Shultz, reiterating a point he made at a Geneva news conference last Tuesday after the meeting with Gromyko, conceded that there is a relationship between the various aspects of arms control and said it is too early to tell how the different negotiations will be affected by possible linkage.
"I think it very much remains to be seen," Shultz said repeatedly in outlining his view that a lot of negotiating is required before the chances for agreement in any of the three areas can be assessed.
"I think the fact that there is a relationship between different kinds of arms is something we believe and the Soviet Union does too," he said. But that "certainly doesn't doom any chance at all" of successful arms talks, and "We may seek to link things ourselves. It makes sense to link the things you are talking about."
Shultz underscored this essentially forward-looking, positive approach by revealing that talks are expected to begin this week, "probably with our ambassador in Moscow," about deciding a time and place for beginning the three negotiations. Although Shultz did not elaborate, the United States is known to have advocated that the new talks be held in Geneva starting in March.
His words contrasted with Weinberger's tough response.
"I hate to disagree with Mr. Gromyko before the talks start," Weinberger said, "but that was clearly not a position because the talks in Geneva were talks about the way to start the talks themselves . . . .There was no agreement of any kind, as I understand it, that we would agree to ban or prohibit something that the president holds very dear and regards as one of his highest priorities.

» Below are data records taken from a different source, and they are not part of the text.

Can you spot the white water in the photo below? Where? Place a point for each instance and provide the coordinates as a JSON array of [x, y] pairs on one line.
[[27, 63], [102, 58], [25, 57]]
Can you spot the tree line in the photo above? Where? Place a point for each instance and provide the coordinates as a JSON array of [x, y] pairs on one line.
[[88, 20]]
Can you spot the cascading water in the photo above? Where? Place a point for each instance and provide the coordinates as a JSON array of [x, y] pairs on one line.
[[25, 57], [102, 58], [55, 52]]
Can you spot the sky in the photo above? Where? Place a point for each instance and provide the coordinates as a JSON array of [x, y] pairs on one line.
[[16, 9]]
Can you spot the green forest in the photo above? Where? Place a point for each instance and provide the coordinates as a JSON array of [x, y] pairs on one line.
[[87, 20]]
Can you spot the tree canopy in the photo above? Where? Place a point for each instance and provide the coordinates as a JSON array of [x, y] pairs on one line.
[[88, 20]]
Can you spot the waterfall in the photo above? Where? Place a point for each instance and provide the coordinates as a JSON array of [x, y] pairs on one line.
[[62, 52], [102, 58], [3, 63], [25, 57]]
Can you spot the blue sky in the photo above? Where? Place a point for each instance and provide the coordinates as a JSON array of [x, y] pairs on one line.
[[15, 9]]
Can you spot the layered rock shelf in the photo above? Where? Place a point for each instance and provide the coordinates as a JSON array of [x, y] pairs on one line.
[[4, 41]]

"We specifically refuse to agree to any kind of prior conditions for further talks -- that is to say we must prohibit research while we have the talks. We absolutely refuse to do that," Weinberger added.
Weinberger said the administration intends to move ahead with its plans to begin testing antisatellite missiles in March. Some U.S. officials have said privately, however, that the tests probably cannot begin before June because of technical problems.
Shultz, while also reaffirming the importance that the administration places on developing defensive space weapons that could intercept nuclear missiles targeted against the United States, took the more flexible approach of treating Gromyko's remarks not as a threat or precondition but as an area of disagreement that will have to be thrashed out.
"The relationship between these areas is very much the same thing that the president has been putting forward for some time," he said, noting that as recently as last summer the United States had signified its willingness to accept a Soviet proposal for space-weapon talks if they were expanded to include intercontinental and medium-range missiles.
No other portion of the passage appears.